Credit…John Taggart for The New York Times

The plastic bag industry, battered by a wave of bans nationwide, is using the coronavirus crisis to try to block laws prohibiting single-use plastic. “We simply don’t want millions of Americans bringing germ-filled reusable bags into retail establishments putting the public and workers at risk,” an industry campaign that goes by the name Bag the Ban warned on Tuesday, quoting a Boston Herald column outlining some of the group’s talking points.

The Plastics Industry Association is also lobbying to quash plastic bag bans.

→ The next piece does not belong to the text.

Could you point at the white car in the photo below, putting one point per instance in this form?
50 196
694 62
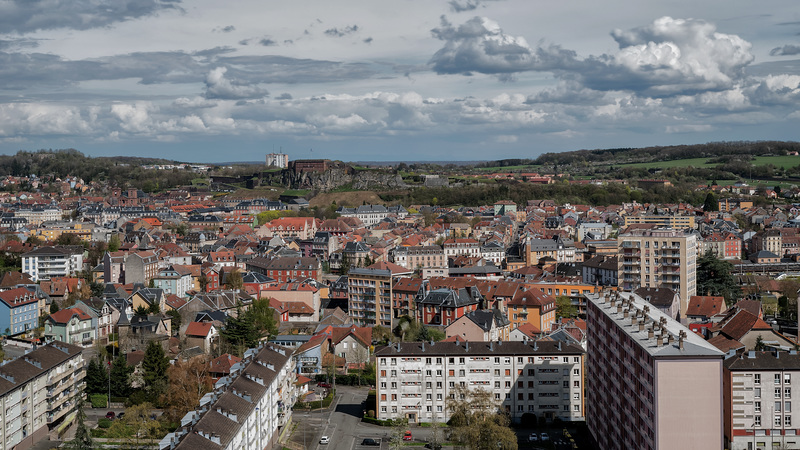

Last week, it sent a letter to the United States Department of Health and Human Services requesting that the department publicly declare that banning single-use plastics during a pandemic is a health threat.

The science around reusable bags and their potential to spread disease is contentious. An oft-cited study by researchers at the University of Arizona and Loma Linda University found that reusable plastic bags can contain bacteria, and that users don’t wash reusable bags very often. The study was funded, however, by the American Chemistry Council, which represents major plastics and chemicals manufacturers. The study recommends that shoppers simply wash their reusable bags, not replace them.

Environmental experts stress that single-use plastics can still harbor viruses and bacteria they pick up from their manufacturing, transport, stocking or use. A study by the U.S. National Institutes of Health found that the novel coronavirus can remain on plastics and stainless steel surfaces for up to three days, and on cardboard for up to one day. Still, simply disposing of the bag would be safer in that case, according to proponents of single-use plastic.

What is clear, however, is that single-use plastic bans have become a growing threat for the plastics industry. Packaging, including single-use packaging, makes up around a third of end-use demand for plastic resins as a whole, according to the American Chemistry Council. Before the coronavirus outbreak, the nationwide move to ban plastic bags had reached California, Hawaii, New York, as well as cities like Boston, Boulder, Chicago, Los Angeles, San Francisco and Seattle.